The New York Times stokes the hysteria over the crisis of the republic fomented by the left over successful Russian hacking of Democratic targets. The Times story today carries the byline of three senior reporters. The Times injects echoes of Watergate with a photograph at the top of the story that illustrates a point in the text: “Like another famous American election scandal, it started with a break-in at the D.N.C. The first time, 44 years ago at the committee’s old offices in the Watergate complex, the burglars planted listening devices and jimmied a filing cabinet. This time, the burglary was conducted from afar, directed by the Kremlin, with spear-phishing emails and zeros and ones.”

And that’s not all. There is more in the story. The Times works the Watergate thing hard.

I have heard the echoes of Watergate in the administration’s use of the IRS for political purposes. Obama has succeeded in weaponizing the executive branch beyond the wildest dreams of Richard Nixon. But those aren’t the echoes the Times hears or has in mind.

The Times reporters on the story have sources in the intelligence community. The article states near the top: “An examination by The Times of the Russian operation — based on interviews with dozens of players targeted in the attack, intelligence officials who investigated it and Obama administration officials who deliberated over the best response — reveals a series of missed signals, slow responses and a continuing underestimation of the seriousness of the cyberattack.”

This is a long, long story. I haven’t finished reading it. My first impression part way through is that it makes the Democrats out to be idiots.

What about the Democrat at the top of the heap? Giving the Times story a close reading, Michael Warren excerpts a passage that highlights a characteristic moment in Obama’s inaction and nonperformance in the service of his one-sided love affair with the Islamic Republic of Iran:

Mr. Obama was briefed regularly on all this, but he made a decision that many in the White House now regret: He did not name Russians publicly, or issue sanctions. There was always a reason: fear of escalating a cyberwar, and concern that the United States needed Russia’s cooperation in negotiations over Syria.

“We’d have all these circular meetings,” one senior State Department official said, “in which everyone agreed you had to push back at the Russians and push back hard. But it didn’t happen.”

So the Russians escalated again — breaking into systems not just for espionage, but to publish or broadcast what they found, known as “doxing” in the cyberworld.

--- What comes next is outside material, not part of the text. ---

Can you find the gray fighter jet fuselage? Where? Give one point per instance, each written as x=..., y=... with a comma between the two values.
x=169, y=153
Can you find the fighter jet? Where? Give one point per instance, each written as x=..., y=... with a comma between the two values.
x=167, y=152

It was a brazen change in tactics, moving the Russians from espionage to influence operations. In February, 2014 they broadcast an intercepted phone call between Victoria Nuland, the assistant secretary of state who handles Russian affairs and has a contentious relationship with Mr. Putin, and Geoffrey Pyatt, the United States ambassador to Ukraine. Ms. Nuland was heard describing a little-known American effort to broker a deal in Ukraine, then in political turmoil.

When it comes to protecting the national security interest of the United States, those “circular meetings” can serve as a metaphor for the Obama administration and for the coordination of the mainstream media with the party line.

To be continued, not necessarily by me.